What Is Serendipity?

We often credit unexpected events to serendipity. But who amongst us knows The Three Princes of Serendip, the tale from which the word derives?

That did happen to me once, and it was a complete chance. I was in the East German communist party archive in the Berlin suburb of Lichterfelde and running out of materials to look at but, having made the trek down from central Berlin, wanted to make the most of the day (and, as I recall, it was a rainy, prematurely dark day in late-fall Berlin, so I wasn’t in a rush to brave the elements and head for the S-Bahn). So I ordered a file that promised some contents on US–Soviet relations but implied that this was all to do with Nazi looting and similar claims, which I could get in a matter of minutes because it was only accessible in the dreaded microfiche format.

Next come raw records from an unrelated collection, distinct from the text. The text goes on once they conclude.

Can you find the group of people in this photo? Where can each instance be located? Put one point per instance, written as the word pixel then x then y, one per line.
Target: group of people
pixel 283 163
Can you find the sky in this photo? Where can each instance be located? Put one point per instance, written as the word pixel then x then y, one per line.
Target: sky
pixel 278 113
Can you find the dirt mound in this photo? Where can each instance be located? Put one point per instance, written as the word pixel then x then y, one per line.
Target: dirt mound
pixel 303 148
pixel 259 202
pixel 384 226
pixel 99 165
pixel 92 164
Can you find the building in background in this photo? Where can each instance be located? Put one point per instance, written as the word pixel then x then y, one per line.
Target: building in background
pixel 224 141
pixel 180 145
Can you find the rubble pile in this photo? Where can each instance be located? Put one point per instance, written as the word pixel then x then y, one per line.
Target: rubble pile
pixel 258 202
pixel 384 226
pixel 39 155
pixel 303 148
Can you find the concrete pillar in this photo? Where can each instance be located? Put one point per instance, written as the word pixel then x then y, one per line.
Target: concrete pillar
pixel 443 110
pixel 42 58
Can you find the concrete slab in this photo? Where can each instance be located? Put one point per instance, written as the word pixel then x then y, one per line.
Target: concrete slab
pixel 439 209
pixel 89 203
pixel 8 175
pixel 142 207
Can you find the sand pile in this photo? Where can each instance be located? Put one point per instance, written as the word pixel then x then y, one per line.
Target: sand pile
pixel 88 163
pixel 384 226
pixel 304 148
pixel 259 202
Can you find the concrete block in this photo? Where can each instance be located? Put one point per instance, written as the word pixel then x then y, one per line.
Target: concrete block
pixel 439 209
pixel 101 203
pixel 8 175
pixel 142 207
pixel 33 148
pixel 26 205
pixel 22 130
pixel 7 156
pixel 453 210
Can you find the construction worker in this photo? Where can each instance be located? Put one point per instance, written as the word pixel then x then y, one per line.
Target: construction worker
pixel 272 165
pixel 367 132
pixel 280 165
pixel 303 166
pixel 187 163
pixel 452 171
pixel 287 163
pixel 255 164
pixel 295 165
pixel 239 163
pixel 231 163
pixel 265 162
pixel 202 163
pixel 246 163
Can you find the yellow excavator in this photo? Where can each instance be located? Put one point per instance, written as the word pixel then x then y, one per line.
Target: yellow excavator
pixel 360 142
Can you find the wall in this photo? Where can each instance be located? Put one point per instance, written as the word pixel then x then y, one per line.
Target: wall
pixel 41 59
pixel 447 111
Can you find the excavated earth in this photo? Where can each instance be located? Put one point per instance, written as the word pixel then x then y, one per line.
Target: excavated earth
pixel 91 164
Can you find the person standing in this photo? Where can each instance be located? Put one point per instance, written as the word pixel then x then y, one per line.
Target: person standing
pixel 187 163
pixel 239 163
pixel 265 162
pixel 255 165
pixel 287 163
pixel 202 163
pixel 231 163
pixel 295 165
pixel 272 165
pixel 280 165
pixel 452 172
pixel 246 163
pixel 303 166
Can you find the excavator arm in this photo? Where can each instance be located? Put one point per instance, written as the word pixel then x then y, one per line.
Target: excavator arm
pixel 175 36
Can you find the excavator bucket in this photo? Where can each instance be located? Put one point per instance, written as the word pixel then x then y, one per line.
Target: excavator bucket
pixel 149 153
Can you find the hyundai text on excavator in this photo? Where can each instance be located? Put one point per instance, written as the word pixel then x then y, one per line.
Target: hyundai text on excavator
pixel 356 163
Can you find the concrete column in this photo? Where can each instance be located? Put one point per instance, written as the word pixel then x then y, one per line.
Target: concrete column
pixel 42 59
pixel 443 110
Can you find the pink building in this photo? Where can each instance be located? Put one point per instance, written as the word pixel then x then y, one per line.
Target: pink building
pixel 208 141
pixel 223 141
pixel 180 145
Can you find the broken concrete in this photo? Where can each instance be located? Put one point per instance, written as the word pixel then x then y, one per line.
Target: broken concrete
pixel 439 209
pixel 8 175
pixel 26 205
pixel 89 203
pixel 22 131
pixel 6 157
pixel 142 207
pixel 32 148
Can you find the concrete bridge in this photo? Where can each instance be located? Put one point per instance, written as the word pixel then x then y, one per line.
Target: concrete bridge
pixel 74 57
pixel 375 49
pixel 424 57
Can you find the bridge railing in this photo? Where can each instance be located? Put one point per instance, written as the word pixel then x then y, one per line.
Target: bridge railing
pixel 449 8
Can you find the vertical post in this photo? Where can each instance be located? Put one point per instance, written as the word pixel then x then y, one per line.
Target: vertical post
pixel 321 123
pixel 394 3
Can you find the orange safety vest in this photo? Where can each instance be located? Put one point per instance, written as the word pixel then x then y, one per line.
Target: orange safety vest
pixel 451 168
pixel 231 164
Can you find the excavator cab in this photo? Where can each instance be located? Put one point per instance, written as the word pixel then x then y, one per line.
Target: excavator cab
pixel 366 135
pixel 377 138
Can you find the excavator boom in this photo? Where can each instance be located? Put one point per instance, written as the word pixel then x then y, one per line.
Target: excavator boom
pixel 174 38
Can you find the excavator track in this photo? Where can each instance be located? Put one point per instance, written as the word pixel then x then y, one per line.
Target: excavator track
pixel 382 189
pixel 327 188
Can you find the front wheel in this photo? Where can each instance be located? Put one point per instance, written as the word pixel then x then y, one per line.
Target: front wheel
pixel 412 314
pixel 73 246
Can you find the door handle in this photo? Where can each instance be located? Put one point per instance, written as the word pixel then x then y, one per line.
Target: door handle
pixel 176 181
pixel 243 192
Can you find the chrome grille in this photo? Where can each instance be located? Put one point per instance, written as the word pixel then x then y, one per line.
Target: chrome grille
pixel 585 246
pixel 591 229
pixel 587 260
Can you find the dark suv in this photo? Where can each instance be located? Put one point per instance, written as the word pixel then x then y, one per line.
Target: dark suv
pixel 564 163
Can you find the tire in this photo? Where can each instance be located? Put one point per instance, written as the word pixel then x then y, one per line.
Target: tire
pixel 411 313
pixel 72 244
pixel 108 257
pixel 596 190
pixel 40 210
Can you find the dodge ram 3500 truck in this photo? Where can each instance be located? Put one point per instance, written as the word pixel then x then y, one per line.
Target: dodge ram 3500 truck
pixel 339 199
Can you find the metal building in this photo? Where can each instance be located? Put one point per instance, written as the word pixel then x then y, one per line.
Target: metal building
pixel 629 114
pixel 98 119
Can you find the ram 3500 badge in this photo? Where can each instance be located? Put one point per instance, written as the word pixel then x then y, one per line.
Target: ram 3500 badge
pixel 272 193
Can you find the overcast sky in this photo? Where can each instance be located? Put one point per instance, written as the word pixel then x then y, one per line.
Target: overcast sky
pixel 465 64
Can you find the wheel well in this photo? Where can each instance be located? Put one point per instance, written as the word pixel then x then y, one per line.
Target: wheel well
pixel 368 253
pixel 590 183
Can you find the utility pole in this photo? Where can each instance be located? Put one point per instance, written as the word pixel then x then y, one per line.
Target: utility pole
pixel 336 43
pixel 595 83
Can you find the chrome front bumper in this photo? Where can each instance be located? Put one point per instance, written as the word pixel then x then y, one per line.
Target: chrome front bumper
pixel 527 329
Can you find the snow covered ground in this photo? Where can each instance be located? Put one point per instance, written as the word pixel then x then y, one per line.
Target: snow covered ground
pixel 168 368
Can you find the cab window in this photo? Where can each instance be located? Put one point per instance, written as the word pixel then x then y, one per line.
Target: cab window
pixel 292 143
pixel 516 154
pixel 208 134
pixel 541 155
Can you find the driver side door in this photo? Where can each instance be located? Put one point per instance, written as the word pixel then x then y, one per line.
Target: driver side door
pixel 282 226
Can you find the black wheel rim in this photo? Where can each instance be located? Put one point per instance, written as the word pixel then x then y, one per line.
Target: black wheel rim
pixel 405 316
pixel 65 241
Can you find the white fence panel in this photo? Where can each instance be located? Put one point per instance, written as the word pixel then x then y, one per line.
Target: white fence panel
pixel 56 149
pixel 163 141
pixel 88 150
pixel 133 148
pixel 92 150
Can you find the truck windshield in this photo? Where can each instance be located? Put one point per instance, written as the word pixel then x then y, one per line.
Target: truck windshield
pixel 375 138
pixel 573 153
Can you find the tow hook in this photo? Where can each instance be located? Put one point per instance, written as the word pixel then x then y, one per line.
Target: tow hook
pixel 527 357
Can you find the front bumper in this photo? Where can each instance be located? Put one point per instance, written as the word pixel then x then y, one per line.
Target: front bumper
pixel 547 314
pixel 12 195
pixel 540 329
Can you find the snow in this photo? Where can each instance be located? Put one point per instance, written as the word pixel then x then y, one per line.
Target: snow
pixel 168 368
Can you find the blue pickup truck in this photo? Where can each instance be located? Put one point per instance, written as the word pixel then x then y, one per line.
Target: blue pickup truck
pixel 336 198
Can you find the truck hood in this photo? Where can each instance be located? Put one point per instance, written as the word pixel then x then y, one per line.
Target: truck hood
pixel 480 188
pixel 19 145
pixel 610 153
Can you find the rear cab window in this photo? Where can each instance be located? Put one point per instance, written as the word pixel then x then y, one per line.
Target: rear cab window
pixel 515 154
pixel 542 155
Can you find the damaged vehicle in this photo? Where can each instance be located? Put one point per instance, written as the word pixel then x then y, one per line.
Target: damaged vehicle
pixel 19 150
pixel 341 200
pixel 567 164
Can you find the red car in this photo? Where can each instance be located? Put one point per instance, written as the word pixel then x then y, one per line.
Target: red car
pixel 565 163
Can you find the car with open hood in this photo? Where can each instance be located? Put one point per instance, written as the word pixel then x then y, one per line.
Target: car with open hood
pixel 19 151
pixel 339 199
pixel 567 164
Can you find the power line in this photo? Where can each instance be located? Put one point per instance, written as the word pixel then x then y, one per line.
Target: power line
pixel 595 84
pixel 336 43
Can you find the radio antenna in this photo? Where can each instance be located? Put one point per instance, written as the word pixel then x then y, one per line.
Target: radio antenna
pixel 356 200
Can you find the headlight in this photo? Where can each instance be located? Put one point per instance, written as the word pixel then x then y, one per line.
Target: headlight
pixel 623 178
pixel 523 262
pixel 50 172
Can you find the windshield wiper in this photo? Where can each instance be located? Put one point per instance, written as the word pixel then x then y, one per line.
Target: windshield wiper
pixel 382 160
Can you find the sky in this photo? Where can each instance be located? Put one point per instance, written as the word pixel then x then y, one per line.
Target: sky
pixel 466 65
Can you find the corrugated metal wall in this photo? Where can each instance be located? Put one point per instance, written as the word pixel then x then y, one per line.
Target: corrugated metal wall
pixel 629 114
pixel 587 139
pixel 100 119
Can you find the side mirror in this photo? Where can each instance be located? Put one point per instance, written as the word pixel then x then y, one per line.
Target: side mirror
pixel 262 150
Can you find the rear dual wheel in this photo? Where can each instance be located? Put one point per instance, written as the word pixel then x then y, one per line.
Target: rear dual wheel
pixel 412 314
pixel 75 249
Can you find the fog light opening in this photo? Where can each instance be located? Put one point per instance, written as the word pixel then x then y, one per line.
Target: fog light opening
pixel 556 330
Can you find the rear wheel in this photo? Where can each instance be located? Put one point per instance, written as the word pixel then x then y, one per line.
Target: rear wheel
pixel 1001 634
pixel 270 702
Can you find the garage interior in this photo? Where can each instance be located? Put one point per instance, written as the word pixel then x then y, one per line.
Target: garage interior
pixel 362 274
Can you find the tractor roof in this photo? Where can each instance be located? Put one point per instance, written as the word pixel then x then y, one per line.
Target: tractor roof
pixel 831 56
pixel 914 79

At it happened, the file contained the Soviet records, translated into German and shared with the DDR, of a series of secret back-channel meetings between the US ambassador to West Germany and the Soviet ambassador to East Germany, who routinely met on Berlin- and German-occupation business throughout the Cold War and used that routine forum as a back-channel during the early Reagan administration. I had come across allusions to some sort of back channel during this period of the early 1980s when many people claim the Cold War was at its hottest at least since the Cuban Missile Crisis, and now I had found the proof while I was just trying to kill some time.

Do you have a favorite classroom moment?

All the moments when you can see something “click” for a student are my favorites, and among those the ones which really mean the most are when a student “gets it” about something bigger than just the topic of that day’s lecture or seminar. I love it when a student realizes they have something to offer the world beyond being a management consultant, mergers-and-acquisitions lawyer, or investment banker and wants to apply for a summer internship in the intelligence community, for example. Or when a student who suffered through four years of high school thinking history is about rote memorization unlocks its enormous analytical power to help better understand our present and think about the future, too.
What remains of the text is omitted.